As a plastic taff, whose formative years were spent perilously close to the border, I’m sadly not a Welsh speaker but the three tracks here which especially highlight Williams’ bilingual upbringing are no less beautiful for being reliant, for me at least, upon melody alone. ‘Hallt’, especially, is a full-shiver-down-the-spine piece, which, upon the arrival of percussion around the three and a half minute mark, lifts off to a quite magical place and the final take on its chorus is as serene a piece of music as I could wish to play right now. Although, ‘In Luna’, from the afore-mentioned EP, might run it close. Williams’ vocal rises and falls en route to a glistening chorus, bedecked with shuffling, subtle drums and delicate touches of guitar. The harp is, once again, foregrounded, becoming inextricable from her voice.
Where it is briefly sidelined, as on the richly melancholic ‘A Slow Parade’, a swooning electric guitar riff brings forth memories of a lost classic: the Richard Hawley-produced solo outing by A Girl Called Eddy. It is yet another subtle stylistic shift on this tremendously bold record.
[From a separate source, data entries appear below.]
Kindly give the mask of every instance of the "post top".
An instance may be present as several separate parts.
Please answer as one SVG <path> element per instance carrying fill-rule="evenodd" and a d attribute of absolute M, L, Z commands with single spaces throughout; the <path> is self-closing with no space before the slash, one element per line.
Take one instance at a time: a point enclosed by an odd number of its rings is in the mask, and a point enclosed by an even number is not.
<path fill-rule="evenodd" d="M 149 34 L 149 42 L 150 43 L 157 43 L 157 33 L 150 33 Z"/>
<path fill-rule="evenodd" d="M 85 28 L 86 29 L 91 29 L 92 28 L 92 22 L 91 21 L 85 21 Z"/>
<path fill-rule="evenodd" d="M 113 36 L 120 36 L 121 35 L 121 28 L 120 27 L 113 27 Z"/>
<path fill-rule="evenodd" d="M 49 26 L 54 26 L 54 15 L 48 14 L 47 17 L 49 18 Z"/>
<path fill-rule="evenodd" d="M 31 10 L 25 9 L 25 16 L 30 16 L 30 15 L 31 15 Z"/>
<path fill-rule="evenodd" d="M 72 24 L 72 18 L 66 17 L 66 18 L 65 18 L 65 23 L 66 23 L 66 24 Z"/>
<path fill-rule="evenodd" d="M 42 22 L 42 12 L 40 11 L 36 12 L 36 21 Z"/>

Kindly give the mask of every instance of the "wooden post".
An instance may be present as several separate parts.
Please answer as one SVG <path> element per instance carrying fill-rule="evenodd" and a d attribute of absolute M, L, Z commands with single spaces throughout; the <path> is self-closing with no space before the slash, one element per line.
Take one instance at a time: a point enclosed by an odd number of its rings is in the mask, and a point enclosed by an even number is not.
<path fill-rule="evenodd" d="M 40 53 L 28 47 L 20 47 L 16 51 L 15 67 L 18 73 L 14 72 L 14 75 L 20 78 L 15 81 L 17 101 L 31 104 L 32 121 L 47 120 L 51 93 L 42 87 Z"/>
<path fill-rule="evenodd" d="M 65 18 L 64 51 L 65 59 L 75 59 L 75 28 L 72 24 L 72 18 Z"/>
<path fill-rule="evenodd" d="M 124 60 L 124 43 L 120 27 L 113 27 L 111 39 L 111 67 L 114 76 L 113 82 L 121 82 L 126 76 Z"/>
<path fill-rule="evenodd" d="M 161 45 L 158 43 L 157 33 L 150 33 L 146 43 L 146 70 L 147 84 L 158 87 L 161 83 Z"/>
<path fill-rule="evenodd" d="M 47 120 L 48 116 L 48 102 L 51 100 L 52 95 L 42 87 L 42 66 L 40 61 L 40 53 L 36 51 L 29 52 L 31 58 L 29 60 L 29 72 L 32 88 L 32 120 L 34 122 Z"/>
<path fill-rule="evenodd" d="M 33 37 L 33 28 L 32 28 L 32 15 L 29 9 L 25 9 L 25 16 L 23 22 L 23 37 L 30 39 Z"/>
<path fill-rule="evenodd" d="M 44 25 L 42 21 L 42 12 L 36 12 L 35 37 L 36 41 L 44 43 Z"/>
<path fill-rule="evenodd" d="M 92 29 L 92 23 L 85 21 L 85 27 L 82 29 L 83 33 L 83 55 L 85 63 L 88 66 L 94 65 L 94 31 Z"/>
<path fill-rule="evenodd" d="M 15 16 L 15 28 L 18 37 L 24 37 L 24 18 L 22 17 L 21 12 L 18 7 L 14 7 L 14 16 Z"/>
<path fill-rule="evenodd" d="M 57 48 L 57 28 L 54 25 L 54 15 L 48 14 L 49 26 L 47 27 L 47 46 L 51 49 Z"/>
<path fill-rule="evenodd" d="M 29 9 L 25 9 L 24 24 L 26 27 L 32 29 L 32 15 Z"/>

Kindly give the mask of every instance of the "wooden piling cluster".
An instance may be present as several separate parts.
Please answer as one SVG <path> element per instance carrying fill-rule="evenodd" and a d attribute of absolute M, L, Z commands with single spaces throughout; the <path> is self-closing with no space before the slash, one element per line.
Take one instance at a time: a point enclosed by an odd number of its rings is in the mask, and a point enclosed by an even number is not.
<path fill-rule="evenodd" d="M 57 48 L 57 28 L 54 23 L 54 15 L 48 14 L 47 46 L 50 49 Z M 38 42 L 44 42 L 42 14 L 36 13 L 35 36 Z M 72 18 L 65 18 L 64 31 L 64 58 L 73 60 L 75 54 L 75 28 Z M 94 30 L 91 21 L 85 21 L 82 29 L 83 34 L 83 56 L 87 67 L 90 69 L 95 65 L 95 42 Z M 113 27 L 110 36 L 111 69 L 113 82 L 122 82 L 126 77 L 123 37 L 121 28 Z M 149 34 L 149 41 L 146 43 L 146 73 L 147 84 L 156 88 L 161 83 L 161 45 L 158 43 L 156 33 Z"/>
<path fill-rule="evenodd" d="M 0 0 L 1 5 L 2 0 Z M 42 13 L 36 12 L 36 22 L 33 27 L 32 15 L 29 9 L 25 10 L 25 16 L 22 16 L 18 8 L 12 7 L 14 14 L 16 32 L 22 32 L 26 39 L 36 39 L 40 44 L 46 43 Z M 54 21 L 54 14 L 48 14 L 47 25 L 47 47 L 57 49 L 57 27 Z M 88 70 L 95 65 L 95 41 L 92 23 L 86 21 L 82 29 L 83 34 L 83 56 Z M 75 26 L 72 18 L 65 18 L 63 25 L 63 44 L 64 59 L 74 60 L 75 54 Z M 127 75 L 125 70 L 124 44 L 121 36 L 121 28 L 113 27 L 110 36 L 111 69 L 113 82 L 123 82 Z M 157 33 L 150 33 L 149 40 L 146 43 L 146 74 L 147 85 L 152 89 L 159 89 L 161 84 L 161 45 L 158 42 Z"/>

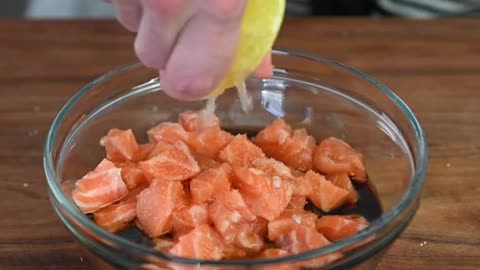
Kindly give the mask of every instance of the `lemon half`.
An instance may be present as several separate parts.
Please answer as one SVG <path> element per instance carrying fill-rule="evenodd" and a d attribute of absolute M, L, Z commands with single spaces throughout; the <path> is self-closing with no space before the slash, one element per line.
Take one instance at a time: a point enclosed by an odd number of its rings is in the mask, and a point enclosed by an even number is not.
<path fill-rule="evenodd" d="M 230 69 L 209 97 L 243 83 L 272 49 L 285 16 L 285 0 L 248 0 L 240 41 Z"/>

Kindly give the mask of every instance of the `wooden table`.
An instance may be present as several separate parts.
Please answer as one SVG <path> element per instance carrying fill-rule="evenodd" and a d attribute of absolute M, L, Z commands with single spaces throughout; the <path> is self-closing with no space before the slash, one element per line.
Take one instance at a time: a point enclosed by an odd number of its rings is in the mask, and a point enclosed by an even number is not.
<path fill-rule="evenodd" d="M 43 142 L 76 90 L 134 59 L 133 35 L 113 21 L 1 21 L 0 33 L 0 269 L 90 269 L 48 201 Z M 291 19 L 278 45 L 384 81 L 426 130 L 421 208 L 378 269 L 480 269 L 480 20 Z"/>

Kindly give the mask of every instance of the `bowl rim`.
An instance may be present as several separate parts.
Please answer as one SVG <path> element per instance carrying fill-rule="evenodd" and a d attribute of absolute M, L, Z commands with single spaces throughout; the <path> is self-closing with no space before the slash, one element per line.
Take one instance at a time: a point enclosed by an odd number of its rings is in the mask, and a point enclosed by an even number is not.
<path fill-rule="evenodd" d="M 409 125 L 411 126 L 412 130 L 415 134 L 415 140 L 418 145 L 418 149 L 416 153 L 412 153 L 414 155 L 414 174 L 412 176 L 412 181 L 409 183 L 407 191 L 402 195 L 400 200 L 390 209 L 388 212 L 382 214 L 380 218 L 370 223 L 370 225 L 360 231 L 359 233 L 342 239 L 340 241 L 334 242 L 330 245 L 327 245 L 322 248 L 312 249 L 306 252 L 302 252 L 295 255 L 288 255 L 285 257 L 280 258 L 265 258 L 265 259 L 242 259 L 242 260 L 197 260 L 197 259 L 187 259 L 183 257 L 178 257 L 175 255 L 168 254 L 166 252 L 161 252 L 154 250 L 151 247 L 147 247 L 145 245 L 137 244 L 131 242 L 125 238 L 122 238 L 116 234 L 107 232 L 106 230 L 102 229 L 101 227 L 97 226 L 92 220 L 88 219 L 83 213 L 81 213 L 73 203 L 70 202 L 69 199 L 63 193 L 61 185 L 59 182 L 56 181 L 56 173 L 55 173 L 55 166 L 53 162 L 53 148 L 54 148 L 54 141 L 57 129 L 62 123 L 63 119 L 65 118 L 66 114 L 68 113 L 69 109 L 79 100 L 81 99 L 86 93 L 88 93 L 92 88 L 95 86 L 108 81 L 115 75 L 122 74 L 129 70 L 135 69 L 137 67 L 142 66 L 141 63 L 135 62 L 127 65 L 120 66 L 115 68 L 104 75 L 96 78 L 95 80 L 91 81 L 89 84 L 81 88 L 68 102 L 62 107 L 59 111 L 57 116 L 55 117 L 50 130 L 48 132 L 44 151 L 43 151 L 43 166 L 44 172 L 47 179 L 48 187 L 50 192 L 53 194 L 54 198 L 66 209 L 69 215 L 71 215 L 76 222 L 87 228 L 91 233 L 95 236 L 98 236 L 98 240 L 105 245 L 111 247 L 121 247 L 129 250 L 132 253 L 135 253 L 139 256 L 150 257 L 156 260 L 164 260 L 170 261 L 172 263 L 184 264 L 184 265 L 205 265 L 205 266 L 253 266 L 253 265 L 271 265 L 271 264 L 279 264 L 279 263 L 293 263 L 302 260 L 312 259 L 318 256 L 327 255 L 329 253 L 336 252 L 341 250 L 345 247 L 348 247 L 352 244 L 359 243 L 368 239 L 369 237 L 374 236 L 378 232 L 380 232 L 384 227 L 386 227 L 390 222 L 392 222 L 395 217 L 402 214 L 404 211 L 408 209 L 408 207 L 415 201 L 415 199 L 420 195 L 424 178 L 427 171 L 428 165 L 428 146 L 426 143 L 426 138 L 424 131 L 415 117 L 412 110 L 409 106 L 399 97 L 397 96 L 392 90 L 390 90 L 386 85 L 381 83 L 380 81 L 374 79 L 373 77 L 353 68 L 347 66 L 339 61 L 336 61 L 331 58 L 315 55 L 313 53 L 289 50 L 289 49 L 274 49 L 272 51 L 274 55 L 280 56 L 289 56 L 293 58 L 301 58 L 306 59 L 314 62 L 326 63 L 337 68 L 340 68 L 344 71 L 347 71 L 353 75 L 356 75 L 360 79 L 366 80 L 369 83 L 373 84 L 377 89 L 382 91 L 407 117 Z M 403 135 L 402 135 L 403 136 Z"/>

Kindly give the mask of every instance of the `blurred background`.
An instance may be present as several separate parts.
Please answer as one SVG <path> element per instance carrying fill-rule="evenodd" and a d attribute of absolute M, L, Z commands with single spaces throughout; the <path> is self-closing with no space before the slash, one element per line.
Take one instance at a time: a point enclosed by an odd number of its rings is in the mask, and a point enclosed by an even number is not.
<path fill-rule="evenodd" d="M 480 0 L 287 0 L 288 16 L 479 16 Z M 0 0 L 0 17 L 113 18 L 102 0 Z"/>

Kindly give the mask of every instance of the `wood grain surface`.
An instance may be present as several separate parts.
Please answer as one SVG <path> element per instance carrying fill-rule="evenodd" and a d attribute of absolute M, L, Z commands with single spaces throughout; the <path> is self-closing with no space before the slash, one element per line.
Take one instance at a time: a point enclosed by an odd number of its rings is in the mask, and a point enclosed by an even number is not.
<path fill-rule="evenodd" d="M 0 269 L 87 270 L 48 200 L 42 148 L 62 105 L 135 59 L 114 21 L 0 21 Z M 421 207 L 378 269 L 480 269 L 480 20 L 290 19 L 277 43 L 361 69 L 425 128 Z"/>

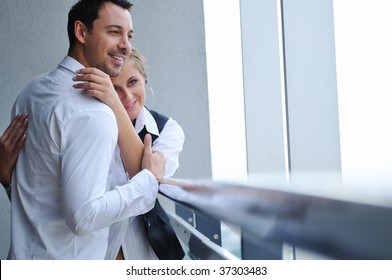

By the time ‘Winter’ retreats slowly from view, mirroring the slow entrance of the title track at the other end of the album, the Snowdonian landscape in which ‘Week Of Pines’ was constructed seems to have left its mark. Of a time, perhaps, but of a place, undoubtedly, this truly special collection of songs is unlike anything else I’ve heard this year. It picked up the Welsh Music Prize in October, which prompted a brief flurry of interest, but I put it at the top of the list not only because it quite sincerely is my favourite album of the last twelve months but also in the hope that some of you reading will seek out and enjoy an overlooked treasure. To Adam, to Spillers and, most of all, Georgia, thanks for reminding that music is a wonderfully powerful thing and, in the right hands, can make you smile, sob and stand up and face the world.